Salita nel “cuore selvaggio” del Monte Terminio per due canaloni/valloni che tagliano il lato sud-ovest.
È un percorso impegnativo, ispirato dalle descrizioni di poche righe di due itinerari che compaiono alle pag. 263-264 del volume (di Luigi Ferranti) della Guida dei Monti d’Italia dedicato all’Appennino Meridionale.
È un percorso veramente solitario e, nella parte del Vallone del Balordo, ci si può sentire un po’ persi senza riferimenti.
Ci sono vari strappi molto ripidi e più di qualche passaggio dove bisogna mettere in atto un po’ di “tecnica arrampicatoria” fino al II° grado o poco più.
Tuttavia nei tratti tecnici più impegnativi si vede sempre chiaramente la fine fin dalla base, e se capita di trovarsi in qualche passaggio ostico di cui non si vede l’uscita significa che non si è sulla strada giusta.

AVVICINAMENTO ALL’IMBOCCO DEL VALLONE CÀRPINO COMUNE CON IL VALLONE DEL BALORDO
Dal solito parcheggio al km 5 della SP 574 si sale per il sentiero CAI 133 fino al bivio segnalato da cartello con il 132 (c’è un’altra variante più bassa del 132 con segnavia CAI, non è segnalata da cartelli ed è quella utilizzata in questa escursione per il ritorno).

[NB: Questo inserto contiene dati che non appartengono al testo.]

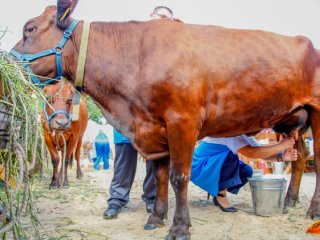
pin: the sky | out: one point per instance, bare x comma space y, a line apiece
288, 17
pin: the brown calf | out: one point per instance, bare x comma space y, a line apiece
56, 118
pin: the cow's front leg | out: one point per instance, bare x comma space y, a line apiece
55, 164
161, 173
292, 196
182, 139
77, 156
314, 209
64, 169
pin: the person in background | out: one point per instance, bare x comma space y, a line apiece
216, 167
125, 165
102, 150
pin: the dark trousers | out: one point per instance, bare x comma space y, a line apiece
125, 166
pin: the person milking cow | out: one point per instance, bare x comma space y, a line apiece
216, 167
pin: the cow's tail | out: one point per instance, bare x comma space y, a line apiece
71, 161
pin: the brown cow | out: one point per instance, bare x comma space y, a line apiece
56, 118
165, 91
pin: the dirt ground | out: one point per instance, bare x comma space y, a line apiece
76, 212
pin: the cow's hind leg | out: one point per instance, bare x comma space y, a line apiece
182, 139
161, 173
292, 196
314, 209
55, 164
77, 155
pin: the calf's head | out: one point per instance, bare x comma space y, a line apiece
57, 109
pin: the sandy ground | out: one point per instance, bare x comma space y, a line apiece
76, 213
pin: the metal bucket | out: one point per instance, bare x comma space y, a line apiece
278, 168
268, 195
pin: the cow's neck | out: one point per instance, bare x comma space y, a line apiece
111, 69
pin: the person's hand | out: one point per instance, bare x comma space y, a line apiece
290, 155
288, 143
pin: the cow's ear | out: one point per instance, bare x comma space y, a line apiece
65, 8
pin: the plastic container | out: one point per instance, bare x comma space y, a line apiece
268, 195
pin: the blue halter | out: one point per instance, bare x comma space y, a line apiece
51, 116
57, 51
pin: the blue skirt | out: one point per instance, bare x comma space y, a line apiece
216, 168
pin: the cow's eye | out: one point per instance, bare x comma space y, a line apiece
30, 29
50, 99
69, 101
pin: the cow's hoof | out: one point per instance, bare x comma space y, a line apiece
80, 176
53, 185
290, 202
170, 237
66, 185
154, 220
314, 212
148, 226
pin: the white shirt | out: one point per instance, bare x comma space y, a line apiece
233, 143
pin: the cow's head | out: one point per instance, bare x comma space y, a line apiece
57, 110
43, 35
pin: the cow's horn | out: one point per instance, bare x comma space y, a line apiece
65, 8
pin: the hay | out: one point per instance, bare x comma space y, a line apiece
19, 98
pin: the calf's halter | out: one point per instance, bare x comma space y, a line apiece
27, 58
56, 112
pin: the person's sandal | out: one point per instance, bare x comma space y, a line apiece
229, 209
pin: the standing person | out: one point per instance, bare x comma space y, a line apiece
125, 165
102, 149
216, 167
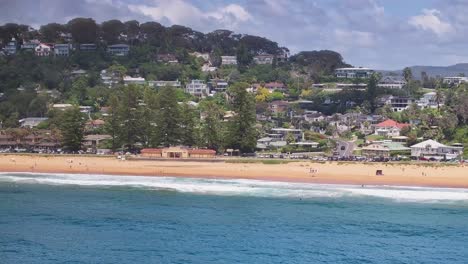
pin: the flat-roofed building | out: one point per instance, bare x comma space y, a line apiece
351, 73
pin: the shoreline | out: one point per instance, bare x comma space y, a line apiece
411, 175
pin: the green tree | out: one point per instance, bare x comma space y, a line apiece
242, 133
71, 126
212, 129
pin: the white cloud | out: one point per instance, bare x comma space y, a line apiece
430, 21
184, 13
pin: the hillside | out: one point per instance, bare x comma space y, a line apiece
435, 71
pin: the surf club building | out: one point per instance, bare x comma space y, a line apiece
178, 153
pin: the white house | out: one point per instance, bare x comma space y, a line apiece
118, 49
62, 49
204, 56
350, 73
160, 84
31, 122
134, 80
228, 60
433, 149
42, 50
389, 128
11, 47
392, 82
455, 80
264, 59
428, 100
197, 88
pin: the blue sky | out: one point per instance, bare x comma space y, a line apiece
384, 34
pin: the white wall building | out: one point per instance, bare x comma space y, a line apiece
350, 73
228, 60
433, 149
197, 88
455, 80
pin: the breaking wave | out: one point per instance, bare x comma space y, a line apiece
242, 187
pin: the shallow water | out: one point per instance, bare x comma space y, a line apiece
61, 218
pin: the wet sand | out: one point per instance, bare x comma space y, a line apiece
434, 175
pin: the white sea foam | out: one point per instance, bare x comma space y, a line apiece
243, 187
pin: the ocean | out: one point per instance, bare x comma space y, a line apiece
60, 218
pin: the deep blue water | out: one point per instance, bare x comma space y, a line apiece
54, 221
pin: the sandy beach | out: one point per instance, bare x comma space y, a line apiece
455, 176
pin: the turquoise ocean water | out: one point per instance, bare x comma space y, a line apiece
59, 218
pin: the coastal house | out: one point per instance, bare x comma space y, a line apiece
197, 88
384, 149
389, 128
282, 133
43, 50
62, 50
118, 49
275, 86
433, 149
208, 68
11, 47
87, 47
228, 60
351, 73
218, 85
134, 80
160, 84
178, 153
30, 45
204, 56
91, 142
62, 107
166, 58
429, 100
455, 80
392, 82
278, 106
31, 122
263, 59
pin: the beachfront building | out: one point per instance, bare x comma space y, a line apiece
11, 47
118, 49
30, 45
204, 56
228, 60
134, 80
455, 80
218, 85
197, 88
263, 59
42, 50
30, 122
433, 149
389, 128
351, 73
88, 47
384, 149
160, 84
178, 153
62, 50
282, 133
392, 82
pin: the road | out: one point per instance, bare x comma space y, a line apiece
345, 148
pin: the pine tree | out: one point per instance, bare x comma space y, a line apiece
242, 133
71, 126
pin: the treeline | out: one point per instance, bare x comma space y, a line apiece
142, 117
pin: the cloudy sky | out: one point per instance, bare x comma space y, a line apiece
384, 34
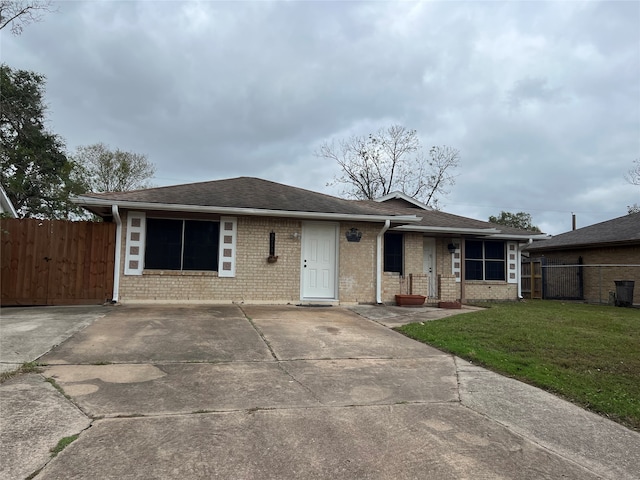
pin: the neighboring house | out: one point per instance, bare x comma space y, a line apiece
6, 207
601, 255
251, 240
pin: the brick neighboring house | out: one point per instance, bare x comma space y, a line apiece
251, 240
608, 251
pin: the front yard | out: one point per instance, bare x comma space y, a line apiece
588, 354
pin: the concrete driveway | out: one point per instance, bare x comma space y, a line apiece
289, 392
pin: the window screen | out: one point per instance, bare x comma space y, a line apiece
181, 245
393, 247
164, 244
484, 260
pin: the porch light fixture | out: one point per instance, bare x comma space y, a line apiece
353, 235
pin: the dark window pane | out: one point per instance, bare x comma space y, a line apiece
164, 244
473, 270
473, 249
494, 250
494, 270
200, 245
393, 252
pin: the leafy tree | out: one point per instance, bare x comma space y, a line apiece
34, 169
106, 170
520, 220
18, 13
390, 160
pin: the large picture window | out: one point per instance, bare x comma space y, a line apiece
485, 260
181, 245
393, 252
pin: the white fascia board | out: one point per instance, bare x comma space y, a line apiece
7, 206
99, 202
448, 230
404, 197
521, 238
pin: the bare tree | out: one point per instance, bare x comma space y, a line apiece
391, 160
104, 170
18, 13
633, 175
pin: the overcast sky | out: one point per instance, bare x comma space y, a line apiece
542, 99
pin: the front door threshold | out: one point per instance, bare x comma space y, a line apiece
307, 302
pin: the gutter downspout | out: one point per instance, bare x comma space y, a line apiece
522, 246
387, 224
116, 267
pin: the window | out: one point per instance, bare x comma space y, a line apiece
181, 245
393, 252
484, 260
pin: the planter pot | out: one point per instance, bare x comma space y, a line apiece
449, 305
409, 300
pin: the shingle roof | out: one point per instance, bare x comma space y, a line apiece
243, 192
622, 230
256, 193
438, 218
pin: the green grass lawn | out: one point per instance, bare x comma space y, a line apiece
588, 354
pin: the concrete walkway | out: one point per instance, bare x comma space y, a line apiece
285, 392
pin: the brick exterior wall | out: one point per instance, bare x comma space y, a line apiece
478, 291
256, 279
599, 280
447, 288
259, 281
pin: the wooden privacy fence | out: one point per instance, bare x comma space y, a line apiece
56, 262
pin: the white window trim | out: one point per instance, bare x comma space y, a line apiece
135, 244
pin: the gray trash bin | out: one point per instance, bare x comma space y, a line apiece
624, 293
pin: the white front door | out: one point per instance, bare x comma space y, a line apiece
319, 257
429, 264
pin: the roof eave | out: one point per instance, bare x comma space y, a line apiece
99, 202
448, 230
582, 246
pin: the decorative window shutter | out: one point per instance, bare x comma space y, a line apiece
512, 262
227, 246
134, 253
456, 261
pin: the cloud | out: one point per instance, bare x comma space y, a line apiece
541, 98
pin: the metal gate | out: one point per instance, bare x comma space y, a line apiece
552, 279
562, 280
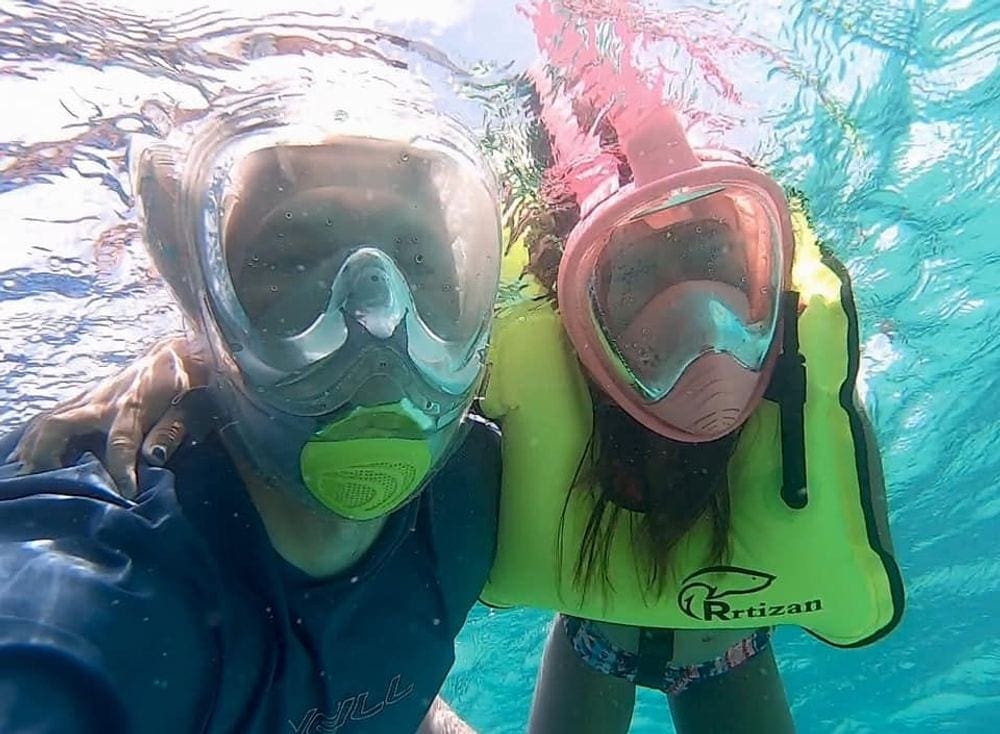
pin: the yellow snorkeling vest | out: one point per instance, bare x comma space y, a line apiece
820, 559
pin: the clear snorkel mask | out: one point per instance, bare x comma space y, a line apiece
345, 282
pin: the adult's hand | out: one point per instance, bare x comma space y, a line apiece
137, 409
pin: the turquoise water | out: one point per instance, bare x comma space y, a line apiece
887, 117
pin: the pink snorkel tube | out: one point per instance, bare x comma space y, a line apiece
718, 367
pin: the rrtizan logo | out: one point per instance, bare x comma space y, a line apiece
716, 594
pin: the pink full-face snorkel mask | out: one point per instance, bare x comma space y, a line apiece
670, 289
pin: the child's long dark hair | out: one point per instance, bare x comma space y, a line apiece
672, 485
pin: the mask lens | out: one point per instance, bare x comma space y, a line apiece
695, 274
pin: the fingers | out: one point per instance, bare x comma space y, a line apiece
143, 404
43, 444
165, 437
122, 449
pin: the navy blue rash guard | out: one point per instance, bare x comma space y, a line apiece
174, 614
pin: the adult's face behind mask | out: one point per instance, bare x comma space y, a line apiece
346, 290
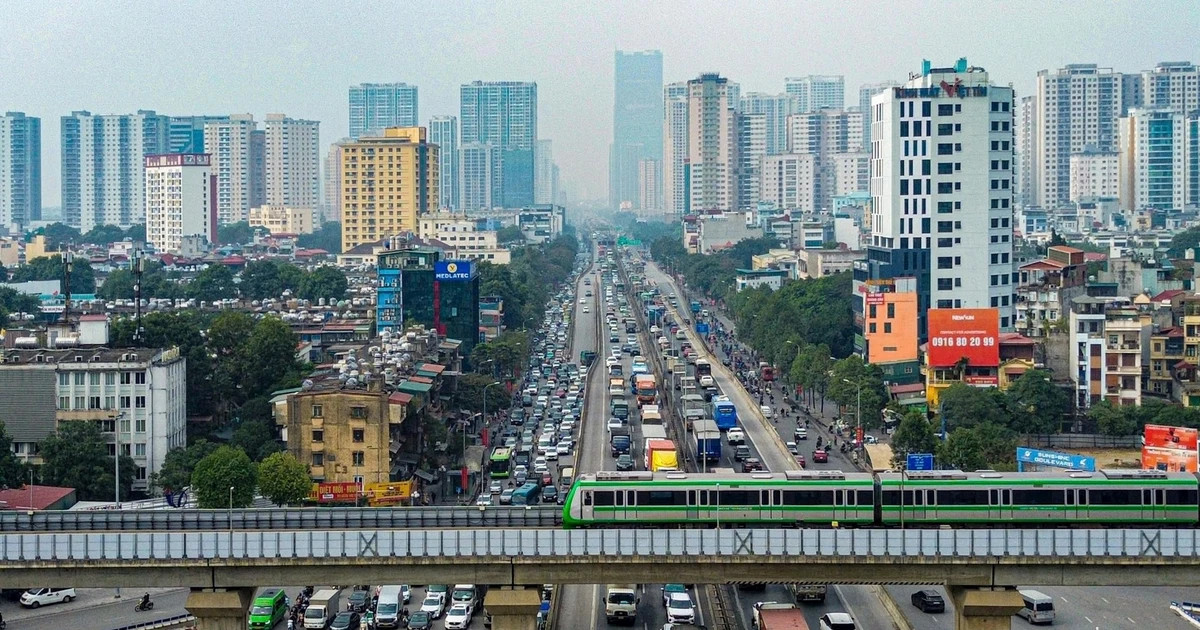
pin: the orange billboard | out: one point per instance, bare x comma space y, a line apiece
1171, 437
957, 334
1168, 460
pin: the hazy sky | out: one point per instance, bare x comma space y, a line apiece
299, 58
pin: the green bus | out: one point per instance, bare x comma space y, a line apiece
502, 462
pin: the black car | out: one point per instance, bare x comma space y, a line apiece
359, 601
346, 621
929, 601
420, 621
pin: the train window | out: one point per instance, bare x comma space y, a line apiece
808, 497
1037, 497
739, 497
1181, 497
661, 497
963, 497
1114, 497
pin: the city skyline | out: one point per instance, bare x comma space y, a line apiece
85, 58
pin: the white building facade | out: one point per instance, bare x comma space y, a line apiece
180, 191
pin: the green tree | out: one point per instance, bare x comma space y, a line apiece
225, 468
963, 406
215, 282
177, 467
1113, 420
261, 280
13, 473
103, 234
256, 438
509, 234
76, 455
328, 237
1038, 406
83, 279
915, 435
235, 233
283, 479
324, 282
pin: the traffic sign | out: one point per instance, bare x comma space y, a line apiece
921, 461
1054, 459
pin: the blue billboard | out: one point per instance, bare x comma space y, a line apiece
454, 270
1053, 459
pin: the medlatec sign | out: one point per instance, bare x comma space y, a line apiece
454, 270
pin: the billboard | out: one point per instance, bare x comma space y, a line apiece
454, 270
1171, 437
955, 334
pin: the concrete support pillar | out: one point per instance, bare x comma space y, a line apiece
220, 609
513, 609
985, 609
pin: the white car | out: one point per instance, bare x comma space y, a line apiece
433, 605
681, 609
459, 617
35, 598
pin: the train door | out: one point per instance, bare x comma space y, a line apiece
1153, 504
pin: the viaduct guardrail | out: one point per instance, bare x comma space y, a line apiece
521, 557
281, 519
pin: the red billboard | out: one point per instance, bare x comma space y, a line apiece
957, 334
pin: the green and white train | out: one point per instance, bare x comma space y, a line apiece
817, 498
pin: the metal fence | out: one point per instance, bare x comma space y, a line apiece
286, 519
451, 546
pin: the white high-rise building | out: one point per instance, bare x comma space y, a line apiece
787, 181
544, 178
817, 91
21, 171
378, 106
333, 178
180, 199
1078, 108
444, 133
825, 133
1093, 174
941, 189
1153, 160
712, 148
103, 174
233, 149
751, 148
293, 161
1026, 149
675, 148
775, 108
865, 93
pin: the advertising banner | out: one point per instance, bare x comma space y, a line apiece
453, 270
1171, 437
955, 334
1168, 460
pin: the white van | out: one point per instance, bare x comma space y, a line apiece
1038, 607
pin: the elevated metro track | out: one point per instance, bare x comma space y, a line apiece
522, 557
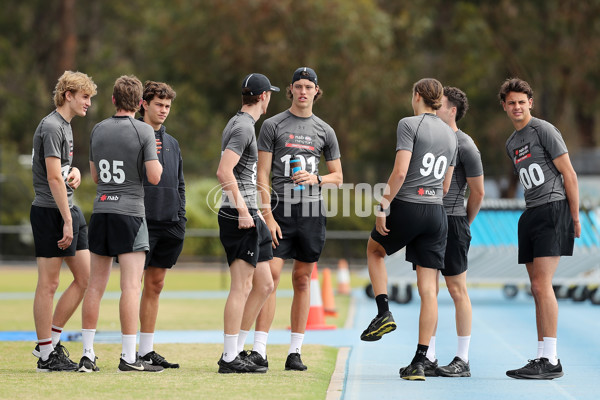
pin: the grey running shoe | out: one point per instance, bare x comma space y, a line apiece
87, 365
153, 358
294, 363
456, 369
257, 359
537, 369
239, 366
138, 366
413, 372
379, 326
55, 363
430, 367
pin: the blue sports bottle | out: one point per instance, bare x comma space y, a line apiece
296, 165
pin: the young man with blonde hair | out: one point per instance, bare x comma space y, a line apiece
59, 227
242, 229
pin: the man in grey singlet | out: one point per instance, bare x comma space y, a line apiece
59, 227
121, 150
468, 172
242, 230
411, 215
294, 217
550, 223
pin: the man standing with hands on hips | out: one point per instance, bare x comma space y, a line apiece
242, 229
550, 223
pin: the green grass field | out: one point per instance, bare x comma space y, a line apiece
197, 378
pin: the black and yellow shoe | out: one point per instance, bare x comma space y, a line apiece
413, 372
379, 326
539, 368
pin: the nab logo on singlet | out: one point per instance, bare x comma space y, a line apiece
426, 192
109, 197
522, 153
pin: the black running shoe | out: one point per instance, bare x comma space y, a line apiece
537, 369
257, 359
413, 372
138, 366
55, 363
239, 366
294, 363
36, 351
430, 367
59, 348
153, 358
379, 326
456, 369
87, 365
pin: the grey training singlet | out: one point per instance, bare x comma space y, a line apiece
52, 138
119, 146
239, 137
287, 136
532, 150
433, 145
468, 165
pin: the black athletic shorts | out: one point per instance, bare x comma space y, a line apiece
47, 226
165, 248
252, 245
421, 228
114, 234
457, 246
303, 227
546, 231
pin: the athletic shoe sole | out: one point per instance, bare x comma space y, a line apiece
376, 335
465, 374
547, 376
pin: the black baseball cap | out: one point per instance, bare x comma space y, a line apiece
305, 73
257, 83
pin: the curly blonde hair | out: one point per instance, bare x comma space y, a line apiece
72, 82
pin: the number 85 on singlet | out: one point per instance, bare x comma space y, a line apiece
114, 173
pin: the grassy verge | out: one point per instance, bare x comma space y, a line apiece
196, 379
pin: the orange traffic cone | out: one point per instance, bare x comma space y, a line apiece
316, 313
327, 293
343, 276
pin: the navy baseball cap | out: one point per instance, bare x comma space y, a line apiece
305, 73
257, 83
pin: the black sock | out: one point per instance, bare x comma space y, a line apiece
420, 354
382, 304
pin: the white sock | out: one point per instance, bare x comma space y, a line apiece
146, 343
230, 348
431, 350
45, 348
540, 352
242, 340
56, 331
260, 343
550, 350
128, 348
87, 337
463, 347
296, 343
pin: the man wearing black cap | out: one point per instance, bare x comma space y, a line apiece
243, 232
293, 211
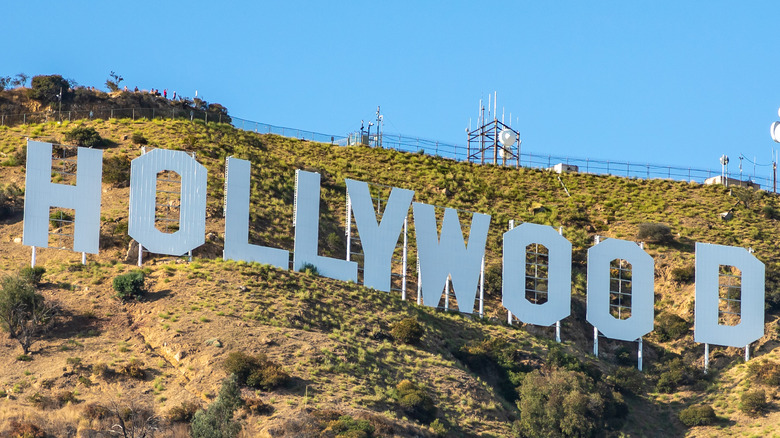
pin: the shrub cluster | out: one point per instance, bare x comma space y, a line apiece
764, 372
702, 415
58, 218
408, 331
684, 274
138, 138
26, 430
46, 88
753, 403
116, 170
414, 401
564, 403
348, 427
675, 373
134, 369
255, 371
627, 380
184, 412
84, 136
129, 286
217, 420
655, 233
669, 326
32, 275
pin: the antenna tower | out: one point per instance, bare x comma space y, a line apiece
493, 138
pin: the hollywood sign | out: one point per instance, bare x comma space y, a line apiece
441, 255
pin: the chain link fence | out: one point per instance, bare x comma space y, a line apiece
765, 179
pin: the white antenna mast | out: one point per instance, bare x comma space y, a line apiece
495, 100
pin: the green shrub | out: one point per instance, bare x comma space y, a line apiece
414, 401
702, 415
348, 427
408, 331
84, 136
45, 88
764, 372
134, 369
669, 326
675, 373
560, 403
116, 170
24, 313
129, 286
497, 361
138, 138
217, 420
32, 275
25, 430
183, 413
59, 218
655, 233
753, 403
684, 274
627, 380
309, 269
438, 428
255, 371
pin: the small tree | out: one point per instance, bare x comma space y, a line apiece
130, 285
702, 415
84, 136
217, 420
24, 313
46, 89
20, 80
113, 81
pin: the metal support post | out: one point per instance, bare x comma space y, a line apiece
447, 294
639, 355
482, 289
419, 280
509, 312
348, 228
403, 261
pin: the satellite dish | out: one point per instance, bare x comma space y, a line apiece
774, 131
507, 137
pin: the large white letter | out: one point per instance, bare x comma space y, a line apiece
237, 246
143, 197
379, 241
706, 329
41, 194
449, 255
307, 224
558, 305
642, 281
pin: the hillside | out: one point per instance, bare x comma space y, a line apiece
334, 339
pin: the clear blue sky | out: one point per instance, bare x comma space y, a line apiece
664, 82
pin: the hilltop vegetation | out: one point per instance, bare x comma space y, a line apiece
355, 362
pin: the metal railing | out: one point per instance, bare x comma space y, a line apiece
399, 142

Si segue brevemente il CAI 132 quasi in piano fino a una recinzione dove, a sinistra in salita, si stacca un’altra traccia con segnavia CAI; bisogna seguire questa traccia di sinistra per quasi 70 metri di dislivello fino a pochi metri prima di rientrare nella stradetta che conduce al SS Salvatore, dove c’è una pietra a terra con segnavia CAI più un altro segno rosso molto grande ed evidente: si piega a destra nella direzione del segno rosso e ci si immette in un sentiero non segnato ma sempre discretamente evidente.
Quest’ultimo sentiero scorre verso est, parallelo e più alto del CAI 132 ufficiale e muore all’incrocio del Vallone Càrpino.
Qualche decina di metri prima del Vallone Càrpino, dalla destra arriva un altro buon sentiero che sale dal CAI 132 (con un bel passaggio intermedio su breve cengia): non più di 10 metri prima di questo evidente sentiero, sulla sinistra si stacca una traccia meno evidente ma sicuramente individuabile.
Questa è la traccia che porta all’imbocco del Vallone del Balordo nel punto in cui si dirama dal Vallone Càrpino.
Si può arrivare a questa diramazione anche salendo a fianco dell’impluvio del Vallone Càrpino, ma mi sembra una linea più confusa e infestata dalla vegetazione.
Prendendo la sopra citata traccia di sinistra, bisogna tralasciare gli altri sentierini più bassi creati dal passaggio di animali e cercare di stare vicini alla fascia rocciosa; dopo un breve passaggio su facili roccette il sentiero diventa evidente e porta proprio alla diramazione dei due valloni dal lato del Vallone del Balordo.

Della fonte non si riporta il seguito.